# Install R packages



## Generally useful R packages

In [1]:
# This code defines a time-saving command, that checks to see if the needed libraries are already installed and
# installs them only if they're missing. The `install_if_missing,` command will be used below.

install_if_missing <- function(packages) {
    if (length(setdiff(packages, rownames(installed.packages()))) > 0) {
        install.packages(setdiff(packages, rownames(installed.packages())), repos = "https://cloud.r-project.org/")
    }
}

In [2]:
# Use the command defined above to install the R packages (in parentheses) below 
install_if_missing(c('devtools', 'tidyverse','viridis', 'ggthemes', 'pryr', 'skimr',
                     'testthat', 'reticulate', 'data.table', 'RCurl', 'xml2'))

# There may be a warning in pink that says 'lib' is unspecified, which you can ignore. 

## Leonardo R package

Leonardo is a service that provides access to interactive tools like Jupyter, RStudio, and Hail running in the cloud inside the Terra security boundary.

In [1]:
# Install the package of libraries that Leonardo needs, which are hosted on github 
devtools::install_github('DataBiosphere/ronaldo')

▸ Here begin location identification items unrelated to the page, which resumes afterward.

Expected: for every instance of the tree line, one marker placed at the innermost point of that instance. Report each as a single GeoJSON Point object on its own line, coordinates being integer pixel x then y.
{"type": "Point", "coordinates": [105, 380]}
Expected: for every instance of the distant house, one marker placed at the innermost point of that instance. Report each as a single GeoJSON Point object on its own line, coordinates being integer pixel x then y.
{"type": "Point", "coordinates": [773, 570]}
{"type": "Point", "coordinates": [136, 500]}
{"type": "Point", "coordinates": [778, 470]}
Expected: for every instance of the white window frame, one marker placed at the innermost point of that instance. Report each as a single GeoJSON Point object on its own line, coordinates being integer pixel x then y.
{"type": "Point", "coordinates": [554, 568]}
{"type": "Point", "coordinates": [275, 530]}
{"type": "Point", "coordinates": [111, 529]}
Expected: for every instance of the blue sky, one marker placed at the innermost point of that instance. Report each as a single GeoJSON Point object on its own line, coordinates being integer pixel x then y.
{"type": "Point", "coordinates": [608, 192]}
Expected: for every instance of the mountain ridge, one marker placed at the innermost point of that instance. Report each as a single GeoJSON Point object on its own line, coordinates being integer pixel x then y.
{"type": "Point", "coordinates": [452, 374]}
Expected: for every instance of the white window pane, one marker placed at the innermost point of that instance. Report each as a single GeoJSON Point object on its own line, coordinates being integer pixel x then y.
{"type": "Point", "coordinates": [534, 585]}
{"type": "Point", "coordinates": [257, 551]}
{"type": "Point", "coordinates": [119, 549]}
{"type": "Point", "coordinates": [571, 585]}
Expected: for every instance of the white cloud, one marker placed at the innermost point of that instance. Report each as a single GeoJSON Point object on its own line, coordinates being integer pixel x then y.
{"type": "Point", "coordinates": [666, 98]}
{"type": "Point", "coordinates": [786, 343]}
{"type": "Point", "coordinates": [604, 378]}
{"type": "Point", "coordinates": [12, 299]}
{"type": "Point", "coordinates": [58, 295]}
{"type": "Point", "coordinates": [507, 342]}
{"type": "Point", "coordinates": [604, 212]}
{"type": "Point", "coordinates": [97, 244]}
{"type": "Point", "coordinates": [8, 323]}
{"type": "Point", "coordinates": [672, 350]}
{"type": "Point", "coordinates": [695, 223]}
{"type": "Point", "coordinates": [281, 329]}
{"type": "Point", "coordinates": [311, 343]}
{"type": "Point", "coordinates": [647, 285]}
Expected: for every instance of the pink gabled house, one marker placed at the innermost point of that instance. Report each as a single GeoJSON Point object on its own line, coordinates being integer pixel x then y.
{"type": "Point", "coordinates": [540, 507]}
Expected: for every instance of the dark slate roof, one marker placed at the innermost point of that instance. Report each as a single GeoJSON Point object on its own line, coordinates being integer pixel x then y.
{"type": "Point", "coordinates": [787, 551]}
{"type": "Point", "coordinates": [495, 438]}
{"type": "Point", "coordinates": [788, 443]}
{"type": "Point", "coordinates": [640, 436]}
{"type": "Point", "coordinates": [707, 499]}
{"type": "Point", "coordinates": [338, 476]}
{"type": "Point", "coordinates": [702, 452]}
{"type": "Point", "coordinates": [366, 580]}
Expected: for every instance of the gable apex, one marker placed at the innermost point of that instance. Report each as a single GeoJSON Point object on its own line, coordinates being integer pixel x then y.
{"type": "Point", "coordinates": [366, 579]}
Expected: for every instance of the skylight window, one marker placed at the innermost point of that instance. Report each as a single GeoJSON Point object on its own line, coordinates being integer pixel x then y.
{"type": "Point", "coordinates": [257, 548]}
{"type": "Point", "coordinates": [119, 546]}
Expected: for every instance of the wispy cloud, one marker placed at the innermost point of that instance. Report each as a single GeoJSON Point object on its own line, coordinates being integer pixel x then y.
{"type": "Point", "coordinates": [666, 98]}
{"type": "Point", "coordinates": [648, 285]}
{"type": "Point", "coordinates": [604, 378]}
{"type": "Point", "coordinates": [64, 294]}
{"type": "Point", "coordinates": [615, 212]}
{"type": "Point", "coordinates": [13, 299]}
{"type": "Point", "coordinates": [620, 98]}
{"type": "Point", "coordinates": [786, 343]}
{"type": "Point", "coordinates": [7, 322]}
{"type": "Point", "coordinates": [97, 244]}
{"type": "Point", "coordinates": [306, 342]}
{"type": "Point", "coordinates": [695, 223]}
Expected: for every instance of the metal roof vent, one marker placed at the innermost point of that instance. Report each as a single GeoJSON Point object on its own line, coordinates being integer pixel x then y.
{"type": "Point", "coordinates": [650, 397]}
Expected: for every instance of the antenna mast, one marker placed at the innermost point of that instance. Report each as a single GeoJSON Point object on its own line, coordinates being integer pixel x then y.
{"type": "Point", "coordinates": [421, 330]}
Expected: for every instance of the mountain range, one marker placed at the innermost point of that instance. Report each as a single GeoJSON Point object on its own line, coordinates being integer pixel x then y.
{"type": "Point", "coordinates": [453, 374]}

Skipping install of 'Ronaldo' from a github remote, the SHA1 (426459ff) has not changed since last install.
  Use `force = TRUE` to force installation



# Confirm that the R packages loaded properly

In [7]:
# Warnings that objects are masked between R packages are to be expected and you can ignore them 
library(viridis)    # A nice color scheme for plots.
library(ggthemes)   # Common themes to change the look and feel of plots.
library(scales)     # Graphical scales map data to aesthetics in plots.
library(testthat)   # Testing functions.
library(assertthat) # Assertion functions.
library(pryr)       # Memory usage functions.
library(skimr)      # Summary statistics for dataframes.
library(bigrquery)  # BigQuery R client.
library(tidyverse)  # Data wrangling packages.
library(reticulate) # Python R client.
library(Ronaldo)    # Leonardo R package.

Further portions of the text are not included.